Posted by accident. This is tomorrow’s post. Next one on Thursday. Sorry for cluttering your inboxes.

An intriguing–and frustrating– aspect of our current political climate is the persistent search to understand Trump supporters. What accounts for the loyalty of voters to this man who is personally repulsive and officially incompetent?

We’ve had the economic theory, which was pretty thoroughly rebutted by the data; we’ve had the “racial anxiety” theory, which–again, according to the data–clearly does account for a significant percentage of those supporters. We’ve had the “partisan identity” explanation that I shared a few days ago, which seems valid so far as it goes, but doesn’t explain the origins of the partisan divide.

In September, columnist Thomas Edsell shared another explanation, offered by a trio of scholars in a paper given at the American Political Science Association’s annual meeting: a “need for chaos.” The efforts of people who display this need have been facilitated by the ease with which social media allows transmittal of “conspiracy theories, fake news, discussions of political scandals and negative campaigns.

The authors describe “chaos incitement” as a “strategy of last resort by marginalized status-seekers,” willing to adopt disruptive tactics. Trump, in turn, has consistently sought to strengthen the perception that America is in chaos, a perception that has enhanced his support while seeming to reinforce his claim that his predecessors, especially President Barack Obama, were failures.

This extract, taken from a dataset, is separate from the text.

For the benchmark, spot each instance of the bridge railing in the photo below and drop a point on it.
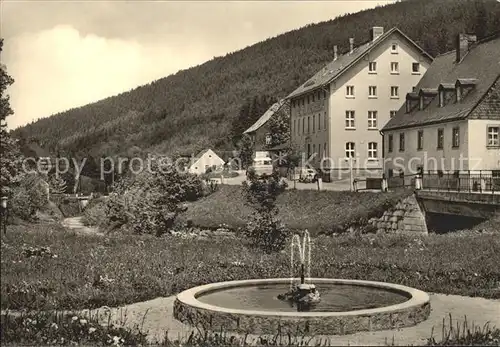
(480, 181)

Petersen, Osmundsen and Arceneaux find that those who meet their definition of having a “need for chaos” express that need by willingly spreading disinformation. Their goal is not to advance their own ideology but to undermine political elites, left and right, and to “mobilize others against politicians in general.” These disrupters do not “share rumors because they believe them to be true. For the core group, hostile political rumors are simply a tool to create havoc.”

We used to have a word for this: nihilism.

The authors of the study surveyed voters in the United States and Denmark, and uncovered disquieting, all-encompassing hostilities. Twenty-four percent of respondents said society should be burned to the ground; 40 percent agreed that “When it comes to our political and social institutions, I cannot help thinking ‘just let them all burn’ ”; and 40 percent agreed that “we cannot fix the problems in our social institutions, we need to tear them down and start over.”

The intense hostility to political establishments of all kinds among what could be called “chaos voters” helps explain what Pew Research and others have found: a growing distrust among Republican voters of higher education as well as empirically based science, both of which are increasingly seen as allied with the liberal establishment.

Trump’s “talent,” according to another scholarly paper,  is his ability to capitalize on the fear of chaos, rather than the desire to trigger it.

“Populist movements,” McDermott and Hatemi write, “rely on inflammatory rhetoric to create a tribal ‘us versus them’ condition — this type of environment instigates neural mechanisms from the evolutionary desire to be part of the group.”

The abrupt rise of social media has played a crucial role, they observe:

In many ways, as we have technologically advanced, we have also regressed to more immediate, emotional, and personal forms of political communication. And it is only in understanding the nature of that personal political psychology that we can begin to grapple seriously with the challenges of today, including the consequences of global populism.

The common element in all of these studies and theories is the extent to which fear–fear of change, fear of the “other,” fear of the unknown–feeds hostility to “the system” and to the  “elites” that supposedly benefit from that system.

There are clearly a lot of disaffected people out there, and the Internet facilitates their expression of rage.

What we can do about it is another matter.